Konan parlait d’une voix ferme et diplomate à la fois. Cette convocation ne pouvait être qu’informative, il devait se cacher quelque chose sous cette annonce et Pietre se doutait de ce que ça pouvait être.

  • Les mouvements de foule peuvent être dangereux dans notre environnement, c’est pourquoi nous n’en informerons pas les résidents. Nos meilleurs atouts réfléchissent à une nouvelle stratégie et nous trouverons une solution rapidement. D’ici là, je compte sur votre plus grande discrétion.
  • Qu’est-ce qu’on y gagne ? demanda un chasseur qui manifestait clairement son mécontentement.
  • Puis-je savoir à qui ai-je affaire ? répondit Konan avec un haussement de sourcil dédaigneux.
  • Toya Saito monsieur.
  • Monsieur, Saito, reprit Konan. Vous y gagnez de savoir ce qui se passe à bord de ce sous-marin.
  • Je pense que tous les résidents devraient avoir le droit de savoir… soutint Toya.
  • Il est vrai monsieur Saito, que l'honnêteté est une belle valeur, acquiesça Konan. Seulement, bien que vous ne soyez pas garde, vous avez comme beaucoup, un devoir. Savez-vous duquel je parle ?
  • Le devoir de protéger le Narval, monsieur.
  • C’est exact, la propagation de cette nouvelle créerait probablement une confusion de nos résidents ce qui pourrait amener à des conséquences graves. Puis-je compter sur votre silence monsieur Saito ?
  • Oui monsieur, répondit-il à contre-coeur.
  • Bien. Cela compte pour chacun de vous. Si l’information fuite, j’aurais à m’occuper de chacun d’entre vous d’une façon que je n’ose prononcer.”

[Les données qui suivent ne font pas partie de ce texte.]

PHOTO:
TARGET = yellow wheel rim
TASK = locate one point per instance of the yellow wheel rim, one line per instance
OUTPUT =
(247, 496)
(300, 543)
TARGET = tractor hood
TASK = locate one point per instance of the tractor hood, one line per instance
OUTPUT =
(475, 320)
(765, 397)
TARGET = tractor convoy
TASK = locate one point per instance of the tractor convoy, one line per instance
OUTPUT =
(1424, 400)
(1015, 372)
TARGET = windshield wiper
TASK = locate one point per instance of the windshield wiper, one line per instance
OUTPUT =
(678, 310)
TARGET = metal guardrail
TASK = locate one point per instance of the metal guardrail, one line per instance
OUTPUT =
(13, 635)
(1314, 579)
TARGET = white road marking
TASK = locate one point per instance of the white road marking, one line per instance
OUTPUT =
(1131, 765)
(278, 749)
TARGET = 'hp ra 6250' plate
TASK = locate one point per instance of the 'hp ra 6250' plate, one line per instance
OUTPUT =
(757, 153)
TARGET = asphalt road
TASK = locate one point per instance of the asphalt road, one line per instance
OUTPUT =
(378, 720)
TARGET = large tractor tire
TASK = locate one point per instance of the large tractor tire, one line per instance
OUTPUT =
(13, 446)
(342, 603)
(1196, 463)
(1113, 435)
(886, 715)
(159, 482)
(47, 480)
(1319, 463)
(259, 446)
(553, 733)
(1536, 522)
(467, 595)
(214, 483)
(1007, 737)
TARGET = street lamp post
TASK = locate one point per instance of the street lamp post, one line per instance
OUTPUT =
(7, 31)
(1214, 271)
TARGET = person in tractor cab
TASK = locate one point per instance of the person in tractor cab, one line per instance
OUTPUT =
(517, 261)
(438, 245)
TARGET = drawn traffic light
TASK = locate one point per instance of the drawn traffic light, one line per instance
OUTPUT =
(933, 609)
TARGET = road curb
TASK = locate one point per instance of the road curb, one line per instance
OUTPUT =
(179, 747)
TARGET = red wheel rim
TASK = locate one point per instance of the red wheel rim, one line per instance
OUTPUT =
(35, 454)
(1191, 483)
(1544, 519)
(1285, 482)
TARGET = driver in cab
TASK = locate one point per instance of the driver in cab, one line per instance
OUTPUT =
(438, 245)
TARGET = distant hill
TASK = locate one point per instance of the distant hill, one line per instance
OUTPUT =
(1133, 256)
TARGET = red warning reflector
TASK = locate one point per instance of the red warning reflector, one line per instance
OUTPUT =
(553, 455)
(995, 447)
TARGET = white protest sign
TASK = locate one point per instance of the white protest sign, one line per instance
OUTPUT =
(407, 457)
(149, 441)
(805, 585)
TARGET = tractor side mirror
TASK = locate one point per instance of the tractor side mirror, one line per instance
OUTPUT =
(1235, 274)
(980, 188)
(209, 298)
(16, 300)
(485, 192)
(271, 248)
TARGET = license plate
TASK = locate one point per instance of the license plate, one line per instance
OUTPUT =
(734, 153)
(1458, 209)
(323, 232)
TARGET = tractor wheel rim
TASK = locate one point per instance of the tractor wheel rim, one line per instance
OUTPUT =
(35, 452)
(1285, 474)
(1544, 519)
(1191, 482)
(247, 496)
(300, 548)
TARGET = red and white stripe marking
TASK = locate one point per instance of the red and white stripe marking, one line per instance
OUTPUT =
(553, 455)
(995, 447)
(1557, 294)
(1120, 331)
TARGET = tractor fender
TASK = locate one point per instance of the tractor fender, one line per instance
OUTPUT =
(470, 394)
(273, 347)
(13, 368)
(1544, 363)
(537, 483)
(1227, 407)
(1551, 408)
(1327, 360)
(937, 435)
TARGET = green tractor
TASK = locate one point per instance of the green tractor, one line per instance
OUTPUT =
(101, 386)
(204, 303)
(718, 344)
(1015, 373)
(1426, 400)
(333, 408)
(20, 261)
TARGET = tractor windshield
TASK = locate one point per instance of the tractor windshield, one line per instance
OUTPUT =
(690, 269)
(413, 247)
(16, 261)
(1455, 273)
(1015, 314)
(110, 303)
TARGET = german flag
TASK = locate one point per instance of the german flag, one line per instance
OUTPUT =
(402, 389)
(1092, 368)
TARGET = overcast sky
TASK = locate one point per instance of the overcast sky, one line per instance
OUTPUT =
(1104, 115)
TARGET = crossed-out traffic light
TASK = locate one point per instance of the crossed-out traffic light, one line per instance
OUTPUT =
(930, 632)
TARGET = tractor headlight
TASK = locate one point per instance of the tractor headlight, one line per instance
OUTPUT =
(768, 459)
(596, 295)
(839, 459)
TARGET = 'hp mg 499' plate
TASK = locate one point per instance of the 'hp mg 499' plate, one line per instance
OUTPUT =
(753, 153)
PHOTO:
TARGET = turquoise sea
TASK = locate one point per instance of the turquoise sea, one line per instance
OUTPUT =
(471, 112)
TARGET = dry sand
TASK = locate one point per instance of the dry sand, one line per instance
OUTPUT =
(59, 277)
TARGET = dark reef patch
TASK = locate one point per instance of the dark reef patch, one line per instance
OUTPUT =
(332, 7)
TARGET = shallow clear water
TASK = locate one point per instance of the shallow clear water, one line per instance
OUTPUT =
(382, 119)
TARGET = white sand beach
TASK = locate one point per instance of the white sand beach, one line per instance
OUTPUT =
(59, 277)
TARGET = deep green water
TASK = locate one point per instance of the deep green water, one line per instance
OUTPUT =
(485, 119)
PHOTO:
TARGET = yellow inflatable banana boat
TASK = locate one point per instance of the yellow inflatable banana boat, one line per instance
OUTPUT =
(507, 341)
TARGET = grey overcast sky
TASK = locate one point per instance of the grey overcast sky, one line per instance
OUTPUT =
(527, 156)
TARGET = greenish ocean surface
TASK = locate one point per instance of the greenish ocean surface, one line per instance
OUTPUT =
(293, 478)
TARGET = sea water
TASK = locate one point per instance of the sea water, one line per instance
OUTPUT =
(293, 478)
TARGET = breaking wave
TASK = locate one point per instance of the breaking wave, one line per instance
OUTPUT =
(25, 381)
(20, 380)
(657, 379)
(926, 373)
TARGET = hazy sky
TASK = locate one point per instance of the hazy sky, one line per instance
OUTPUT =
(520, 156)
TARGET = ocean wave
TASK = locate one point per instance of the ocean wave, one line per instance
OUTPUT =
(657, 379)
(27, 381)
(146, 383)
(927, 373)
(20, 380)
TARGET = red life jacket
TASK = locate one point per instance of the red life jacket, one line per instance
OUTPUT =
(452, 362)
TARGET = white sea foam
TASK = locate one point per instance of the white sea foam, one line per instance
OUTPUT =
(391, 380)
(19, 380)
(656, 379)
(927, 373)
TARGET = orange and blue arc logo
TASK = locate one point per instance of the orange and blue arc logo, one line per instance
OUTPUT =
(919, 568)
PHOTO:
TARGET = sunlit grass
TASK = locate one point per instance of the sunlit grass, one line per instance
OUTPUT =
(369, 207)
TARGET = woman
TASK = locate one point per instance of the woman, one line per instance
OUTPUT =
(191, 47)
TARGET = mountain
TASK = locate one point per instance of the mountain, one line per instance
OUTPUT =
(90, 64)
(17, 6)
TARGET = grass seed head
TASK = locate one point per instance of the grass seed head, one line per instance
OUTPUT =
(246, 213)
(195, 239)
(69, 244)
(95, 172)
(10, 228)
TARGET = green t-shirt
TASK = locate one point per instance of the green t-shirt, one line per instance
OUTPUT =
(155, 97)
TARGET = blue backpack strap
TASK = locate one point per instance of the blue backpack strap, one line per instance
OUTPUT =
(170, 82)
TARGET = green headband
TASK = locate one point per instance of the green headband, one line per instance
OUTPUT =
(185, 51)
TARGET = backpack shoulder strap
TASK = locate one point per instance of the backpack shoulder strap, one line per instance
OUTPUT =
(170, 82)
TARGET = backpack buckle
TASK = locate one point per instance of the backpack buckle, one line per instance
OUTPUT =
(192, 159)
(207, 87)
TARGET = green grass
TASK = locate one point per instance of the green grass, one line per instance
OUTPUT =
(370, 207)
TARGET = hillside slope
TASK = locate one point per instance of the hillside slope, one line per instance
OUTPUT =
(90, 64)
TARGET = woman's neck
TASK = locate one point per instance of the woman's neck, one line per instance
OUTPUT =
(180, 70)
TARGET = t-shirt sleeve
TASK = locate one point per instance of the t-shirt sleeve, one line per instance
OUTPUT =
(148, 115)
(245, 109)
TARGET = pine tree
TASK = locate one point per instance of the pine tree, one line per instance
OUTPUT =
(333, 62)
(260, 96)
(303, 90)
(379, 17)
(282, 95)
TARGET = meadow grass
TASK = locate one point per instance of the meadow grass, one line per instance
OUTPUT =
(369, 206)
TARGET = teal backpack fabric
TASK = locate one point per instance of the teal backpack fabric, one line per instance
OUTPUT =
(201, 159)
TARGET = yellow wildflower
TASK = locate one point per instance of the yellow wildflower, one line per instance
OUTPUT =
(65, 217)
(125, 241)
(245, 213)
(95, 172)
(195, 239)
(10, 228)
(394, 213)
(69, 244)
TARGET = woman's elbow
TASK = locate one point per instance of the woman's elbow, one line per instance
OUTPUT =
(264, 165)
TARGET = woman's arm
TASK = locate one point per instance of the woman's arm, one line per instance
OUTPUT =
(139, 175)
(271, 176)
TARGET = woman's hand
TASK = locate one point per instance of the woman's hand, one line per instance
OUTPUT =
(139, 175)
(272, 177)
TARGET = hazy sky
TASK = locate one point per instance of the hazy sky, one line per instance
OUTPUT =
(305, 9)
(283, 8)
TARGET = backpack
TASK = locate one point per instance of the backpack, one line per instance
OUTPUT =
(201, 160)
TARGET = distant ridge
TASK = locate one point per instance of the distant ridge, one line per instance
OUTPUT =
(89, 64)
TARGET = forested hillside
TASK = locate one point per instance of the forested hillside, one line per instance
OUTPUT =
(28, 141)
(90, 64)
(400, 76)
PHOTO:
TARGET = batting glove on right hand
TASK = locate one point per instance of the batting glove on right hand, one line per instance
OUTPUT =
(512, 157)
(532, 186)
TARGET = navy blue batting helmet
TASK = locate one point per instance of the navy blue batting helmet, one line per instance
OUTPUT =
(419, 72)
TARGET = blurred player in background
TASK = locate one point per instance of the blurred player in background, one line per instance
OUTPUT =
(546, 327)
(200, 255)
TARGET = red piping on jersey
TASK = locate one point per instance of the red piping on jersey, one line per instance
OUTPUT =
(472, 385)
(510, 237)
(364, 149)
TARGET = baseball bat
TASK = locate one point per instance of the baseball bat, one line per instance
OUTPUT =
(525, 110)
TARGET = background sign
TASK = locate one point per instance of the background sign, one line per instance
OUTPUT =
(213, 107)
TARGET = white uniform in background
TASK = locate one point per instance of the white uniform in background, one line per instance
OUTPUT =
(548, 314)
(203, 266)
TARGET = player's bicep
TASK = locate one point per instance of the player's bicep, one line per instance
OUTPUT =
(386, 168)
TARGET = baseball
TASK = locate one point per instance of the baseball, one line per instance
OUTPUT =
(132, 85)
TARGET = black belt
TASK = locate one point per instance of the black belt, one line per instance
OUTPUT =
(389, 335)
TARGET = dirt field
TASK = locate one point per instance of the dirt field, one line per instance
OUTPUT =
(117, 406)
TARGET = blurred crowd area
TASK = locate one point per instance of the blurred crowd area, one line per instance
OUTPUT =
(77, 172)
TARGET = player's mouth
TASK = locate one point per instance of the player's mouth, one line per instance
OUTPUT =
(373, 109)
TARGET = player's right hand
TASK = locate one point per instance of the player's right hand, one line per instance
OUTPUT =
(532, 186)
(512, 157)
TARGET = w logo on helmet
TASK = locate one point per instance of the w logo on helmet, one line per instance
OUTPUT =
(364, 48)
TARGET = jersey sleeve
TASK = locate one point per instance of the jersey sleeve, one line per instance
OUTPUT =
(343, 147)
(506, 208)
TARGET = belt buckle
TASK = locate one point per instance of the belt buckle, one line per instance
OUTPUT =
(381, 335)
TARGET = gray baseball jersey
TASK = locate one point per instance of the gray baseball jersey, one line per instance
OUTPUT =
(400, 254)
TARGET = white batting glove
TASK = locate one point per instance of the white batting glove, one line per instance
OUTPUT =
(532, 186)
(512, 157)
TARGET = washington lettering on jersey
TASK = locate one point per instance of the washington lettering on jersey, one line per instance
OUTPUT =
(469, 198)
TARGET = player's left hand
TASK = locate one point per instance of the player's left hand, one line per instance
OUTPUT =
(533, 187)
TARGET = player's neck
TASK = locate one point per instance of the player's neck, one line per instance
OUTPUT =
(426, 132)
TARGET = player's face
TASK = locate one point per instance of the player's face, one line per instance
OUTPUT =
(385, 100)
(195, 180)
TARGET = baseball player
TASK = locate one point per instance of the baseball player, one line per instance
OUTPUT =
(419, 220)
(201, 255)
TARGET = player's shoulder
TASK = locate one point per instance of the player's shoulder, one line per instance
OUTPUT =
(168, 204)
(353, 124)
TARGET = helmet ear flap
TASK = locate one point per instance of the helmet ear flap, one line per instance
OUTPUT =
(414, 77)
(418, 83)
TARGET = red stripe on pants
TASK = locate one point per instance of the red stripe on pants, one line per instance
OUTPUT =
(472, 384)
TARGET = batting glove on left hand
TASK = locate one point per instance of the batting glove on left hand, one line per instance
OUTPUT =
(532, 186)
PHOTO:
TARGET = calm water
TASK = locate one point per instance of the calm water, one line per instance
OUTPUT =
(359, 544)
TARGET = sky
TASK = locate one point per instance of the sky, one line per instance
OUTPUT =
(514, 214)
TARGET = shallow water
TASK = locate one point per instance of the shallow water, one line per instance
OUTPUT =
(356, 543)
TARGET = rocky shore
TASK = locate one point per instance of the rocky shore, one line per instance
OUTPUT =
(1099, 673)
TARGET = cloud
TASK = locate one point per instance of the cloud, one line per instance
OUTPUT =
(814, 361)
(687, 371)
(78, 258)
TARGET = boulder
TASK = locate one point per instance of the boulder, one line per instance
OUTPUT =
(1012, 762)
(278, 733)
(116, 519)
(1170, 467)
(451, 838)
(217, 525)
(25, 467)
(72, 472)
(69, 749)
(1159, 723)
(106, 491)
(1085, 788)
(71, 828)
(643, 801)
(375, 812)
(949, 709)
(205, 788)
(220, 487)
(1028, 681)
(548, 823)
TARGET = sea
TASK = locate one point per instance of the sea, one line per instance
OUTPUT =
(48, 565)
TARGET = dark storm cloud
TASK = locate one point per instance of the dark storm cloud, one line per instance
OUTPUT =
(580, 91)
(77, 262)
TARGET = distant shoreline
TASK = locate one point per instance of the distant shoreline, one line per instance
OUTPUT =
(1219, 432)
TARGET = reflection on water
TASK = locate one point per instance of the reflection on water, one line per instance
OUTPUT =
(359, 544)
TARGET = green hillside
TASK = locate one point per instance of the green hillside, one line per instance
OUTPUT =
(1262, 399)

Konan fit une pause, le regard posé sur Tayo qui baissa les yeux.

Le second du commandant regarda les gardes qui, sans besoin de recevoir d’ordre verbal, ouvrirent les portes. La convocation était terminée. Konan se retourna sans mots dire, son tempérament le rendait grave et austère, qu’importe les circonstances. Pietre rentrait à sa cabine pensif. Être convoqué pour garder le silence sur une information primordiale signifiait que la situation était grave.